INVESTIGADORES
TARAVINI Irene Rita Eloisa
congresos y reuniones científicas
Título:
Immunodetection of pleiotrophin in striatal interneurons and nigral dopaminergic neurons
Autor/es:
TARAVINI IR; FERRARIO JE; DELBE J; COURTY J; MURER MG; GERSHANIK OS; RAISMAN-VOZARI R
Lugar:
Innsbruck, Austria
Reunión:
Congreso; 20th Biennal Meeting of the International Society for Neurochemistry and the European Society for Neurochemistry; 2005
Institución organizadora:
International Society for Neurochemistry and the European Society for Neurochemistry
Resumen:
Parkinson’s disease is characterized by a selective damage of the dopaminergic nigrostriatal pathway. Surviving neurons undergo both spontaneous and levodopa induced plastic changes.

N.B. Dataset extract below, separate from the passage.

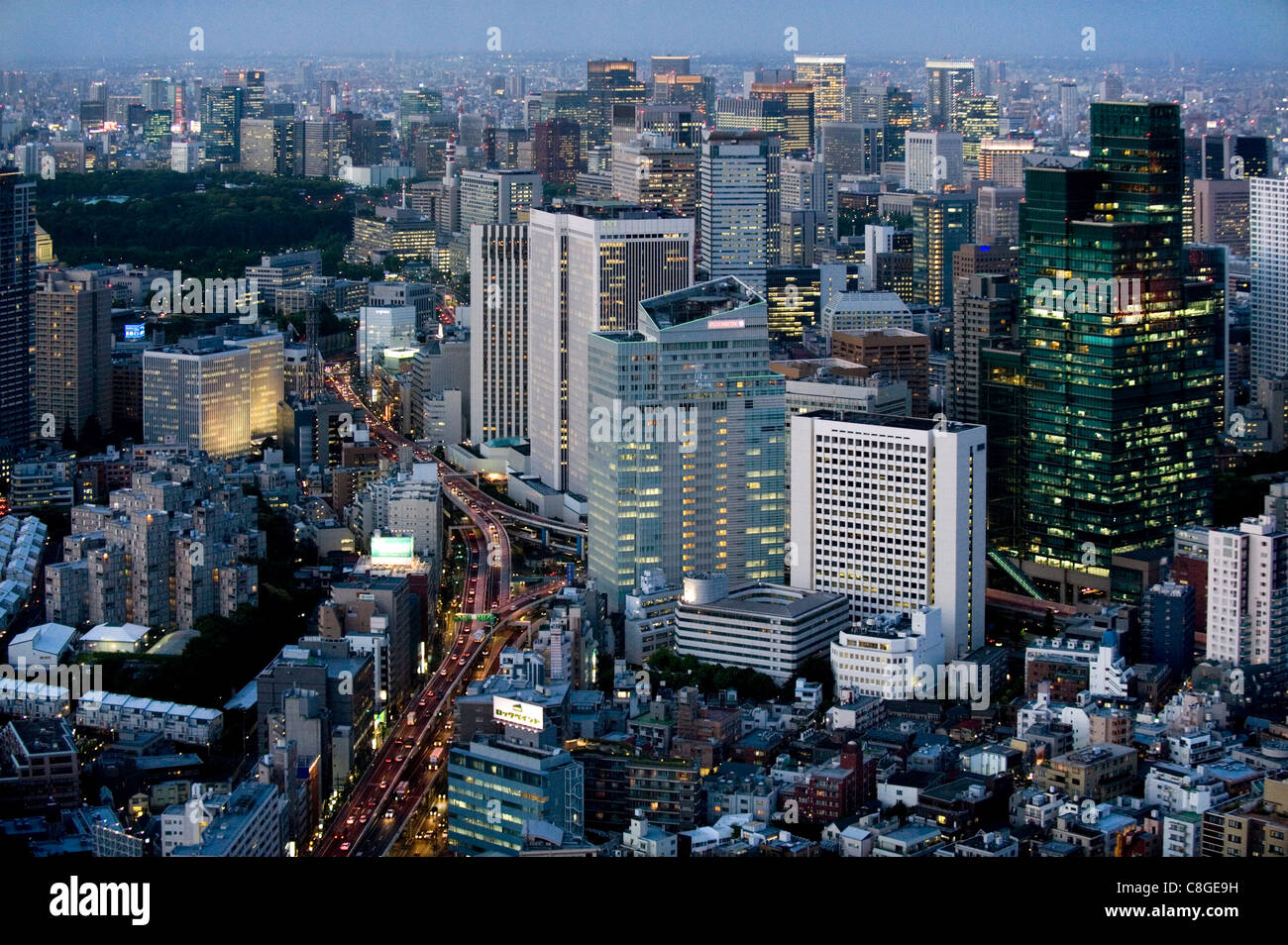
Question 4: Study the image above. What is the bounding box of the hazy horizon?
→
[0,0,1288,67]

We have recently reported an increased expression of Pleiotrophin (PTN) in the striatum of rats with a unilateral 6-OHDA lesion of the nigrostriatal tract chronically treated with levodopa. Interestingly, recent reports have shown that PTN stimulates the differentiation of dopaminergic mesencephalic neurons in vitro. The aim of this study was to identify the cellular types that contain PTN in the striatum and substantia nigra (SN) and to detect the presence of the PTN receptor N-syndecan in the SN. Using double-immunofluorescence we found PTN to colocalize with NeuN but not with GFAP in the striatum. Immunolabeling of PTN with specific markers for interneuronal subpopulations at this level ruled out calretinin (+) and parvalbumin (+) GABAergic neurons. Conversily around 40% of PTN immunolabeled neurons corresponded to GABAergic interneurons that contain nitric oxide synthase (NOS) and somatostatin (SST), while around 60% of them were cholinergic interneurons. We also studied the distribution of the N-syndecan in the SN and found it to colocalize with TH. Our results indicate that PTN is selectively localized in cholinergic interneurons and GABAergic interneurons that express SST/NOS in the striatum. At the SN both PTN and N-syndecan are present in a small number of dopaminergic neurons. In conjunction, these results suggest that PTN would possibly mediate some of the compensatory mechanisms that surviving dopaminergic nigrostriatal neurons undergo in the parkinsonian brain.